Wimbledon champion Petra Kvitova moved closer to the second biggest title of her career here Saturday by beating US Open champion Samantha Stosur and reaching the final of the WTA Championships.
But the incisive left-hander from the Czech Republic had to recover from a set down and from within one point of a break down in the second set against the determined Australian before winning 5-7, 6-3, 6-3.
Kvitova will finish the season as world number two if she goes on to win the title on Sunday, and at her best she looked well capable of it.
Her serve was heavy and hard to read, her ground strokes flat and fierce, and her willingness to come to the net was always a threat.
But Kvitova also had a worrying spell after establishing a 4-2 first set lead, during which unforced errors began to spray from her racket. Stosur’s morale levels rose visibly, she broke twice in three attempts to steal the first set, and came close to breaking again.
During that phase Kvitova’s coach David Kotyza made an infrequent visit courtside to help his wavering 21-year-old charge.
“Petra doesn’t need a coach who speaks too much and too often,” Kotyza has gone on record as saying. “So I have to learn also.”
Whatever he said it was not demonstrative, but neither was it long before Kvitova improved.
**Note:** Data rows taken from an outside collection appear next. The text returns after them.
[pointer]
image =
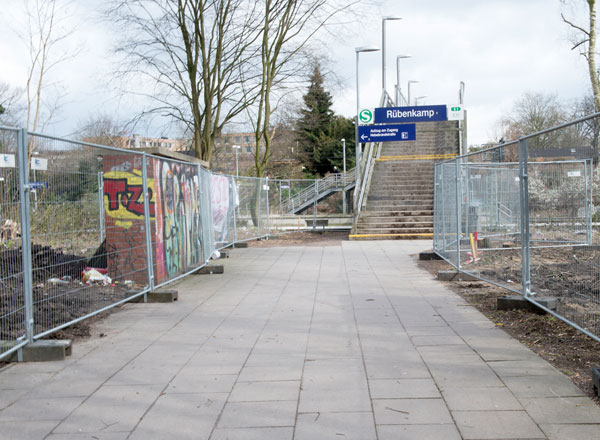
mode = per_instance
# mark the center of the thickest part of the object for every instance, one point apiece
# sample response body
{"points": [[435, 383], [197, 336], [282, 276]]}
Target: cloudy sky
{"points": [[499, 48]]}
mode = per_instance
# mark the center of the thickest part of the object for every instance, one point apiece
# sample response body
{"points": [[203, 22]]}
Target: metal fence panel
{"points": [[83, 264], [527, 219], [12, 300]]}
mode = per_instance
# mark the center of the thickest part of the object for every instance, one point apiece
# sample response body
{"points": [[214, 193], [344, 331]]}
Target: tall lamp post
{"points": [[344, 209], [383, 20], [418, 98], [358, 51], [398, 86], [237, 148], [412, 81]]}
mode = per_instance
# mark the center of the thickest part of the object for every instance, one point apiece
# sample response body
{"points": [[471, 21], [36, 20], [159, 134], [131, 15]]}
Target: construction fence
{"points": [[522, 215], [86, 227]]}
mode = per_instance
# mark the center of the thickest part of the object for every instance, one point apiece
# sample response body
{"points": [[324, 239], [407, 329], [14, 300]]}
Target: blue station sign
{"points": [[387, 133], [422, 113]]}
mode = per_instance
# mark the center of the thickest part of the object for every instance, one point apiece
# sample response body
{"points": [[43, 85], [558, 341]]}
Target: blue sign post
{"points": [[422, 113], [387, 133]]}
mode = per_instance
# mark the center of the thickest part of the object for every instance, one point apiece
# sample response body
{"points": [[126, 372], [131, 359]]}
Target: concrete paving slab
{"points": [[555, 385], [40, 409], [180, 416], [403, 389], [562, 409], [484, 399], [258, 414], [333, 426], [191, 380], [482, 425], [410, 412], [34, 429], [571, 431], [420, 432], [111, 409], [253, 434], [95, 436], [265, 391]]}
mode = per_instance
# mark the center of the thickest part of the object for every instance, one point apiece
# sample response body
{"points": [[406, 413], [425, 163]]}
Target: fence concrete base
{"points": [[517, 302], [162, 296], [596, 380], [429, 255], [210, 270], [44, 351], [452, 275]]}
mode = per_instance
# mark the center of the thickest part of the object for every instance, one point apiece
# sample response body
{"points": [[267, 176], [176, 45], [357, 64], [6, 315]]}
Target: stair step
{"points": [[395, 220], [386, 214], [395, 231]]}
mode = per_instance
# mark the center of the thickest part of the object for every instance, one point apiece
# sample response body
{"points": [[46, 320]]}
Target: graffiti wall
{"points": [[178, 232], [124, 218], [175, 214], [222, 190]]}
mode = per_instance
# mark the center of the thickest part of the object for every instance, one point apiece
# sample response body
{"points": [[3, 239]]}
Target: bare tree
{"points": [[191, 54], [533, 112], [287, 28], [43, 33], [11, 107], [585, 42]]}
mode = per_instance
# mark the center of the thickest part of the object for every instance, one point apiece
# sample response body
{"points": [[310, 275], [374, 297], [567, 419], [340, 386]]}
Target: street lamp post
{"points": [[398, 87], [236, 148], [389, 18], [358, 50], [412, 81], [419, 97], [344, 178]]}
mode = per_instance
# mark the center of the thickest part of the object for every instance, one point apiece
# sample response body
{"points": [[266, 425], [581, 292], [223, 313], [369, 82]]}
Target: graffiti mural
{"points": [[124, 195], [177, 213]]}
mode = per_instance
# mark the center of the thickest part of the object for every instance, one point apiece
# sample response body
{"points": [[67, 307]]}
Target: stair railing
{"points": [[320, 186], [367, 166]]}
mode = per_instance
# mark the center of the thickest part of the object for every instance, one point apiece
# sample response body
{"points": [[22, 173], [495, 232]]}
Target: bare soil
{"points": [[567, 349], [303, 238]]}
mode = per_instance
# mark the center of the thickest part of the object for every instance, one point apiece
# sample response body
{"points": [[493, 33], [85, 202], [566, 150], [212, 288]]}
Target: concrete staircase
{"points": [[400, 197]]}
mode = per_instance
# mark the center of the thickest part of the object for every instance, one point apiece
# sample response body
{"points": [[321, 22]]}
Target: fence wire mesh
{"points": [[522, 216], [12, 300]]}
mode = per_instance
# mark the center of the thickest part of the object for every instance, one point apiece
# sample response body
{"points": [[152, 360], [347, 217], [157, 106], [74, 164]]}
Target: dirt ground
{"points": [[326, 238], [567, 349]]}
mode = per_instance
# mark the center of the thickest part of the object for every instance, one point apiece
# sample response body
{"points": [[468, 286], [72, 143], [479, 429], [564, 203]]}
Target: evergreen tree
{"points": [[316, 120]]}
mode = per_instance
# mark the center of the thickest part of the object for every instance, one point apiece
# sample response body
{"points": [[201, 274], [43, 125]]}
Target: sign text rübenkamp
{"points": [[423, 113]]}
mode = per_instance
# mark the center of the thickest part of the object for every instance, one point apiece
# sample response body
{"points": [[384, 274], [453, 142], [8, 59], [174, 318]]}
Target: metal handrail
{"points": [[318, 187]]}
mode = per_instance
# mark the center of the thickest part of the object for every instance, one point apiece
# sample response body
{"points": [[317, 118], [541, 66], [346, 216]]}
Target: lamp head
{"points": [[366, 49]]}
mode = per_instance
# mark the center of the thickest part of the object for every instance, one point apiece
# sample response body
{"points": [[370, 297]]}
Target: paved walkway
{"points": [[317, 343]]}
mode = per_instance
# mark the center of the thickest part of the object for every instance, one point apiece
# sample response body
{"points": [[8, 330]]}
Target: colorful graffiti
{"points": [[124, 196], [219, 196], [177, 226]]}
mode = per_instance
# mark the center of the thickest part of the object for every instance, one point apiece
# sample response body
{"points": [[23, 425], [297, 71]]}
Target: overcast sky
{"points": [[499, 48]]}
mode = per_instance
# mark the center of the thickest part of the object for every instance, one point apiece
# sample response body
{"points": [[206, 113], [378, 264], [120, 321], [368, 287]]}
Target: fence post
{"points": [[524, 202], [458, 214], [258, 204], [24, 190], [268, 209], [589, 205], [101, 204], [234, 200], [315, 204], [147, 224]]}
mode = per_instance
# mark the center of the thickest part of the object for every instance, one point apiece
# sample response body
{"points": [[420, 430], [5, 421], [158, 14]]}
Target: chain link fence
{"points": [[86, 227], [522, 215]]}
The essence of that was playing to her strengths and playing as far up the court as possible.
Fortunately Kvitova came up with a fine first serve when she was 30-40 down in the second game of the second set, when Stosur might have broken and taken control of the match.
It hurtled for an ace, and after Kvitova clung on to that service game, the match took a big change of direction, with the Wimbledon champion breaking serve and twice threatening to make it a double break.
“I have to be focussed on serve and return of serve,” Kvitova had said before the match, and now she began to follow her own advice much more completely.
Although Stosur served her way spiritedly out of trouble to avoid going 1-4 down, she was unable to prevent Kvitova breaking through again in the ninth game and levelling at a set all.
Kvitova did that with the help of a good net approach and two rousing forehand drive winners, and they signified that her momentum was increasing.
Sure enough she broke again at the start of the final set when she punished a second serve with a heavy forehand cross court return, and then broke again to love, putting her 4-0 up.
It broke most of Stosur’s resistance, and although the US Open champion did enough to pull back one of the breaks, Kvitova comfortably closed out the match at the second attempt, finishing with a lovely drop-lob combination.
Kvitova was due to play the winner of world Victoria Azarenka, the world number four from Belarussia, and Vera Zvonareva, the former Wimbledon and US Open runner-up from Russia.